In a Supreme Court hearing, Supervisor Gayle Hall of Fort Ann maintained that she rejected the petition because it required but failed to contain the signatures of 20% of the Town of Fort Ann's qualified voters who live within the proposed territory. The court did not subscribe to Hall's interpretation of the law, instead supporting the petitioners' assertion that the petition need only contain 20% of the signatures from the registered voters within the territory as a whole. Even so, the court noted that the petition did in fact meet the requirements of the law based on Hall's incorrect interpretation. Hall also rejected the signatures of nine residents, saying they were not residents of the town. The petitioners alleged that the persons in question were residents at the time of signing, and cited case law from the Third Department of The Appellate Division. The court supported the petitioners in this argument as well.

Calling the supervisors' rejection of the petition "arbitrary and capricious", the state Supreme Court justice ruled that the supervisors' determination be reversed, and that an election be held as to the question of incorporation. For incorporation to succeed, proposed village residents from both Queensbury and Fort Ann would need to approve the proposal.

The election was held on August 26, 2010, with the town supervisors serving as election inspectors. Voters rejected the proposed incorporation 370 to 189.

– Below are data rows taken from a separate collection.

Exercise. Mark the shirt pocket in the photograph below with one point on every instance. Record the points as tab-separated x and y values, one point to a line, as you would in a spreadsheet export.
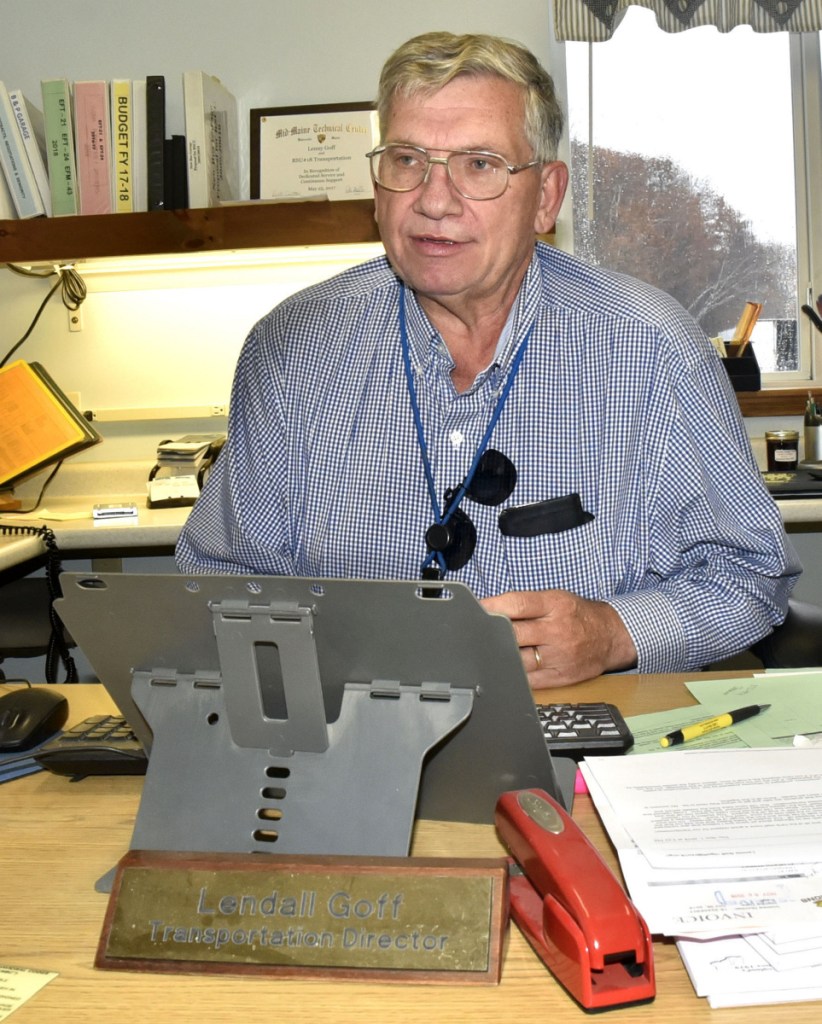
570	560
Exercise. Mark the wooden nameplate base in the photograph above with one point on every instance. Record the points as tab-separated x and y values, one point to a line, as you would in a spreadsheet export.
381	919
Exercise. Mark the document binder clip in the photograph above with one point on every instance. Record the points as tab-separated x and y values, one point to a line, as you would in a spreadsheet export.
571	908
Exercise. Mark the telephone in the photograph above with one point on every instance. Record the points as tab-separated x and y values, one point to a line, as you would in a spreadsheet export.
570	907
181	469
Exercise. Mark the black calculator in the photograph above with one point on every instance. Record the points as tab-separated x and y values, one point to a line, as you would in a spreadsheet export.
102	744
578	730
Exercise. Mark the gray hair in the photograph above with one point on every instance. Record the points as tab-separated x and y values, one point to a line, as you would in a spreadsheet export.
425	64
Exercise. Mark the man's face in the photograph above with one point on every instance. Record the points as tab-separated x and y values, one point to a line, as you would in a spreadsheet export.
455	250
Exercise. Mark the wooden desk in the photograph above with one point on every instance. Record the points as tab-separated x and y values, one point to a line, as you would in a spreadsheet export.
59	837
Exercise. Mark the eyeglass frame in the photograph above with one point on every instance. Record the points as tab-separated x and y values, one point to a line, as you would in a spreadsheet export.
378	151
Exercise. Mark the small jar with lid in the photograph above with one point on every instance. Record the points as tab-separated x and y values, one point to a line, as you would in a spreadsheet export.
783	450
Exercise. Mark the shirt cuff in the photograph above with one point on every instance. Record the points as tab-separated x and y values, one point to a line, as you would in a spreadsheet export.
654	627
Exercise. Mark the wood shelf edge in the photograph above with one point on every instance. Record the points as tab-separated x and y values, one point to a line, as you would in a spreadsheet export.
774	401
251	225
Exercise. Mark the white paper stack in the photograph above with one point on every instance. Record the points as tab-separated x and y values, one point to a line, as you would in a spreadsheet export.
722	850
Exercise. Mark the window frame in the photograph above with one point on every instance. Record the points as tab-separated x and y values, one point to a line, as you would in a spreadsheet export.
785	392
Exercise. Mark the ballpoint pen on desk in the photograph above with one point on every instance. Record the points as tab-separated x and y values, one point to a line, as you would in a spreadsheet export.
711	724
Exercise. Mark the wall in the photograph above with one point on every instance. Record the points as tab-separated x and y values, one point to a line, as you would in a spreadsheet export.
172	339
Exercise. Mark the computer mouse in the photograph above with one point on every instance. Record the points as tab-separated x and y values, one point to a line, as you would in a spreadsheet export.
29	716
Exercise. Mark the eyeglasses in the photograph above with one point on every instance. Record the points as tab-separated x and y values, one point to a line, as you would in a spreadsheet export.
473	173
451	541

| Voting results | Against | For | Void |
|---|---|---|---|
| Queensbury portion | 277 | 135 | 5 |
| Fort Ann portion | 93 | 54 | 0 |
| Total | 370 | 189 | 5 |

==Geography==
The hamlet is entirely located within the Adirondack Park. It is situated along the southeastern shores of Lake George. The territory of the proposed East Lake George village would have included all land north of New York State Route 9L between its westernmost point at the Queensbury-Lake George town line at Plum Point and east to Warner Bay. Some land south of Route 9L — such as in the vicinity of Joshua Rock, Dunhams Bay, and between Harris and Warner Bays — would also have been part of the village. The area along Pilot Knob Road from Route 9L northward until Point Comfort were also to have been included. East Lake George village would have encompassed approximately 4.5 sqmi of land.

==Demographics==
Firm demographics specific to this community are not available, as its incorporation was not proposed until after the 2000 census. The hamlet does not lie within a census-designated place.

Court documents indicate the number of alleged residents to be 801 in 2009, with the number of non-seasonal residents estimated to be 700 in 2005.